Рак уже собирался спуститься по лестнице, когда его внимание привлек свет, окаймляющий створку двери в противоположном конце коридора.

Комната Евы.

Полковник остановился и прислушался. Из-за двери доносился шум. Тихий шепот и то ли шарканье, то ли звуки борьбы. Ева явно там не одна.

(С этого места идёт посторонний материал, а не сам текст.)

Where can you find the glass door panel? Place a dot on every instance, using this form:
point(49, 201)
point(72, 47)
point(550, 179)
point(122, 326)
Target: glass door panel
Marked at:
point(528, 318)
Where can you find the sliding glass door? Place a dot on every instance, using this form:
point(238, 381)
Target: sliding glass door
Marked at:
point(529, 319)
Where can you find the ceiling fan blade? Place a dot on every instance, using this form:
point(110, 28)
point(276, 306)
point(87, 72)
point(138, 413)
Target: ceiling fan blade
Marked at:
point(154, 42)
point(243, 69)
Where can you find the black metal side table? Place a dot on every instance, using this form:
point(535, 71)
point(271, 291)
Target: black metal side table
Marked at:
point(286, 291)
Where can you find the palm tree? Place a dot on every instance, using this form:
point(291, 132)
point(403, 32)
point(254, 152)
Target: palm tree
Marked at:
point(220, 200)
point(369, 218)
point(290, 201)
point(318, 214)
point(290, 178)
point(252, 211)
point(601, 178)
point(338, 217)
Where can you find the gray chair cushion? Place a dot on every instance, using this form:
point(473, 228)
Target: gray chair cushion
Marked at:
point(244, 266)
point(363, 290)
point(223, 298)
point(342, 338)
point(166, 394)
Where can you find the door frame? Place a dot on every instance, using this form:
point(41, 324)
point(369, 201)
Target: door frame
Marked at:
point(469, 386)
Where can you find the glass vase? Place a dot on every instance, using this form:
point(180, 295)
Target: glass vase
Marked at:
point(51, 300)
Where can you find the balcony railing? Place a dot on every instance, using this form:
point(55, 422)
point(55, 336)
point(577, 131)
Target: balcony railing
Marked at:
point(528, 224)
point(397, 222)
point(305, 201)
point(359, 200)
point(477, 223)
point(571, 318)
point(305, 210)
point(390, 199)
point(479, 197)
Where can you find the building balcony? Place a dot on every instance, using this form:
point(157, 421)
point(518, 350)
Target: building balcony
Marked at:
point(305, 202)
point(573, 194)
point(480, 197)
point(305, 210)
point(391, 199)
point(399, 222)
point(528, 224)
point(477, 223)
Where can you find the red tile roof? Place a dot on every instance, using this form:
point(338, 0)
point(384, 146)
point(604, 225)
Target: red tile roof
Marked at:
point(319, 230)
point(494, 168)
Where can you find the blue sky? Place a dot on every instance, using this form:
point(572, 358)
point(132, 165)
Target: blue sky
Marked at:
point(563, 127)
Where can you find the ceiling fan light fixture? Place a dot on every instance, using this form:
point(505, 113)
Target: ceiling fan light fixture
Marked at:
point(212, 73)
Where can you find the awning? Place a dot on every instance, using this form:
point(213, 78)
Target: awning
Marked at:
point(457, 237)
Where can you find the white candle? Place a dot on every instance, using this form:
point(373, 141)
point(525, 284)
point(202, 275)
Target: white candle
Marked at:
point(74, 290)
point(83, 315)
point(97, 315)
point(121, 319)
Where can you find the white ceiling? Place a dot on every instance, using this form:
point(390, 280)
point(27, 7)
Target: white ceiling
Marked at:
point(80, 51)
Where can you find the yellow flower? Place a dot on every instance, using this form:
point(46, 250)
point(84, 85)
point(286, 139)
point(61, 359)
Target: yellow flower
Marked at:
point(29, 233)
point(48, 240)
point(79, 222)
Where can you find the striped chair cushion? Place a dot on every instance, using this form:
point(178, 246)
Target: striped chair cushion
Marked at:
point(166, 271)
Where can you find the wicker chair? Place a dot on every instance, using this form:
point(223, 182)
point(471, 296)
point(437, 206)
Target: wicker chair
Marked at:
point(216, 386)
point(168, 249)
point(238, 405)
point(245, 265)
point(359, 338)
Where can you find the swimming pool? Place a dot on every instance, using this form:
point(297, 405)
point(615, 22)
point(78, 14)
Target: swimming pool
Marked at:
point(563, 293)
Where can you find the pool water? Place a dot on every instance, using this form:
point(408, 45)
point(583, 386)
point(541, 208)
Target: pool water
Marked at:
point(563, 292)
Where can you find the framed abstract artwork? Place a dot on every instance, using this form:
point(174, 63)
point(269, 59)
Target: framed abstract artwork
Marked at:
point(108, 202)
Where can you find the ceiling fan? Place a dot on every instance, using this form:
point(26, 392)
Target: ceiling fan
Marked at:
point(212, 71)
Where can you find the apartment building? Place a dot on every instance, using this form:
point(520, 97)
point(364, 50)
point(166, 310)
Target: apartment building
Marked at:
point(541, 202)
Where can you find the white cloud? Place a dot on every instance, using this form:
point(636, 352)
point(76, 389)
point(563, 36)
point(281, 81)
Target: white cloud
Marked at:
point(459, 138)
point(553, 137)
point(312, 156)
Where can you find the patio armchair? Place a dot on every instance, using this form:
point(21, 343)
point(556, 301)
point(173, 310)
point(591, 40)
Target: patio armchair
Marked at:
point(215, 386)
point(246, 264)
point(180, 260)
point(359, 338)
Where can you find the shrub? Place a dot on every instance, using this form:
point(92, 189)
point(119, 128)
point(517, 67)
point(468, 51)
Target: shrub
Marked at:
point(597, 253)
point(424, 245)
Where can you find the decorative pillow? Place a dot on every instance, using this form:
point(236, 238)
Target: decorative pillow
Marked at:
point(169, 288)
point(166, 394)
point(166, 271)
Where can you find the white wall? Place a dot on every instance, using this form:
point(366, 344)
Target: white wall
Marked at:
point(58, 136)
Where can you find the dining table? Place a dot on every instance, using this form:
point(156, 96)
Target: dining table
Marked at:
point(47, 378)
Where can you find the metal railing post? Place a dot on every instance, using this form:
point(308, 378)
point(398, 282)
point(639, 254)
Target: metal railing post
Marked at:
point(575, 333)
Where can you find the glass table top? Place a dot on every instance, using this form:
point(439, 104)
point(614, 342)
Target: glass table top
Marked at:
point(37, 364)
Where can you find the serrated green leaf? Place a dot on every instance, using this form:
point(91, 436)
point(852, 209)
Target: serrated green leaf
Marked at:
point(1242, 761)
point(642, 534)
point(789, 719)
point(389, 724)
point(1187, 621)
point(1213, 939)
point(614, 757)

Почувствовав тревогу, Рак повесил фонарь на стену коридора и, быстро и бесшумно вернувшись в свою комнату, достал из кобуры пистолет. Он уже направлялся туда, откуда доносились звуки, когда его ушей достиг истошный вопль, такой громкий, что его можно было услышать и на той стороне двора.

– Ева! – крикнул он.

Рак стремительно преодолел десять ярдов, отделяющие его от комнаты стенографистки, ударил в дверь плечом, она слетела с петель, и он ввалился в комнату, держа в руке пистолет.

От зрелища, которое предстало его глазам, полковник лишился дара речи.

Ева стояла в углу комнаты со смертельно бледным лицом. Ее ночная рубашка была порвана на боку, и в прорехе виднелось тело от груди до бедра. На полу возле кровати, словно одержимый, корчился младший капрал Фицджеральд, зажимая рукой рану на грудной клетке. Рядом с ним валялась его винтовка, с которой был снят штык.

На то, чтобы обозреть всю эту картину, у Рака ушла пара секунд. Фицджеральд вопил во все горло и бился в конвульсиях.